Ovadía es uno de los cocineros jóvenes con mayor proyección en este país. En sus platos tiene mucho peso la cocina chapaneca (de Chiapas), y también la prehispánica, con presentaciones modernas y vistosas. En el menú que nos sirvió hubo dos platos de gran nivel: las carnitas de lechón con guacamole y yema de huevo a baja temperatura, y un mole espectacular, llamado chichilo negro, sin chocolate, cuyos ingredientes se tuestan por separado y que se tarda en hacer entre 4 y 5 días. Acompañaba a una carne de vacuno y a unos chochoyotes, bolas de masa de maíz con manteca que se empleaban como conservantes de los caldos en tiempos remotos. Pero hubo muchas otras cosas buenas, como el entremés coleto, un cucurucho de maís relleno de frijoles, queso cremoso, chiles y aguacates, servido sobre unas bayas de café y de cacao que aportan todos sus aromas. O como la sopa de alcachofas con huevo de codorniz. O como el pato con mole de plátano y chile ancho y puré de guayaba. Y en el menú, un lugar para un ingrediente habitual en México, los insectos. En este caso gusanos de maguey (chinicuiles), ahumados con cenizas de semilla de chile pasilla. Se toman en tacos. Yo ya los había comido en Querétaro y en algún otro sitio, pero estos estaban buenísimos.
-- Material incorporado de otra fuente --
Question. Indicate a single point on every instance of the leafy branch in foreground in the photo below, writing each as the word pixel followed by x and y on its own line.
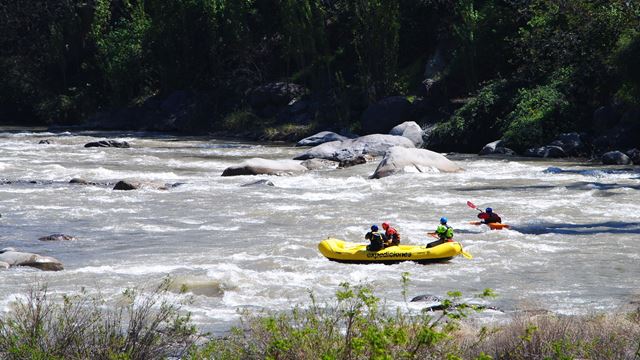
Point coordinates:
pixel 355 325
pixel 82 327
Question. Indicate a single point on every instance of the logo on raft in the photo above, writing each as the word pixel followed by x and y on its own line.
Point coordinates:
pixel 377 255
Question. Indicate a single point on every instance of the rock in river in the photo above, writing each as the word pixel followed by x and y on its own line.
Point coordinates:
pixel 399 159
pixel 259 166
pixel 374 145
pixel 57 237
pixel 10 257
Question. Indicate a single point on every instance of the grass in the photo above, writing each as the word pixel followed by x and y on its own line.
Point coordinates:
pixel 355 324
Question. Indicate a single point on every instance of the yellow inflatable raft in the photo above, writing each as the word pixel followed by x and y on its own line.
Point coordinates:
pixel 346 252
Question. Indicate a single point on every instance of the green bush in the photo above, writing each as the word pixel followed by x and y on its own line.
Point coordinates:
pixel 477 122
pixel 354 326
pixel 82 327
pixel 537 117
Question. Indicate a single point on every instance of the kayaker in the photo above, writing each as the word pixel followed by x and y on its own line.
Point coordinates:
pixel 376 238
pixel 444 233
pixel 392 237
pixel 488 217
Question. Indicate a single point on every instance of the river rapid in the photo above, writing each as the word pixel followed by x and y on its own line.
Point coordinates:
pixel 574 247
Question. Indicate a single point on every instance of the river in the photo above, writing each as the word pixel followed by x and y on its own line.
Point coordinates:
pixel 574 247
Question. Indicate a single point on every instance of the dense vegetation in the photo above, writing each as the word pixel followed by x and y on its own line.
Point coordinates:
pixel 355 325
pixel 525 69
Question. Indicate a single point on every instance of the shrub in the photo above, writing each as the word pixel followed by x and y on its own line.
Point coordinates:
pixel 354 326
pixel 477 122
pixel 81 327
pixel 537 117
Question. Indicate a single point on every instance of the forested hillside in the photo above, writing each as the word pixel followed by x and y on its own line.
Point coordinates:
pixel 472 71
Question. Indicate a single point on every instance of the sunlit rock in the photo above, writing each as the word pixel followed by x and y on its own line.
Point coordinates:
pixel 258 166
pixel 11 257
pixel 399 159
pixel 374 145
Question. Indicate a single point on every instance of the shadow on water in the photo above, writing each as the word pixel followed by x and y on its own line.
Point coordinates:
pixel 609 227
pixel 581 185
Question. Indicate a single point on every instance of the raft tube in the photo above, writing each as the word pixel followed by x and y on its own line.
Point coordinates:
pixel 351 253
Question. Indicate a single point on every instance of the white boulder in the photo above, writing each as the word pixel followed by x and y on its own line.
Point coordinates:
pixel 399 159
pixel 259 166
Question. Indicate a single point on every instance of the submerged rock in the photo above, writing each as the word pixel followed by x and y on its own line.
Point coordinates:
pixel 358 160
pixel 546 152
pixel 259 166
pixel 57 237
pixel 398 159
pixel 321 138
pixel 374 145
pixel 9 257
pixel 108 143
pixel 140 184
pixel 319 164
pixel 262 182
pixel 496 148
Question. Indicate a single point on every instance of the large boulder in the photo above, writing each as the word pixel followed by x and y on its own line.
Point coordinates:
pixel 142 184
pixel 11 257
pixel 258 166
pixel 411 130
pixel 496 148
pixel 108 143
pixel 615 158
pixel 319 164
pixel 545 152
pixel 385 114
pixel 399 159
pixel 571 144
pixel 374 145
pixel 321 138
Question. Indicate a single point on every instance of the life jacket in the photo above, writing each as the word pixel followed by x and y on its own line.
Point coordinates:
pixel 393 235
pixel 445 232
pixel 377 241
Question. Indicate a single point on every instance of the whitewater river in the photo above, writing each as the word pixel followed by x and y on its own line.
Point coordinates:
pixel 574 247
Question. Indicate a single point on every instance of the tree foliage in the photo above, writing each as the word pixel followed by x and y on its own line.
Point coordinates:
pixel 62 60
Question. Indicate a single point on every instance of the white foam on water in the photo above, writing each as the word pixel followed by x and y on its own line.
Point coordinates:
pixel 129 270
Eso sí, para comerlos hay que superar ciertos tabúes culturales, porque los gusanitos, por tostados y crujientes que estén, allí están, enteros, con sus patitas y todo. En el mismo plato iba un curioso aguacate criollo, que se come con su piel. Buen nivel de postres, incluida una coqueta cajita con varios dulces. El que más me gustó fue una horchata de arroz (bebida muy popular por aquí), servida en un jumate (jícara) y sobre la que se vertía un aguardiente de trigo de Chiapas y destilado de anís flambeado. Una bebida muy agradable.
Como ven, tres estilos diferentes, tres caminos distintos, pero con el denominador común del máximo respeto a la tradición. La mejor forma de conservar una cocina única en el mundo.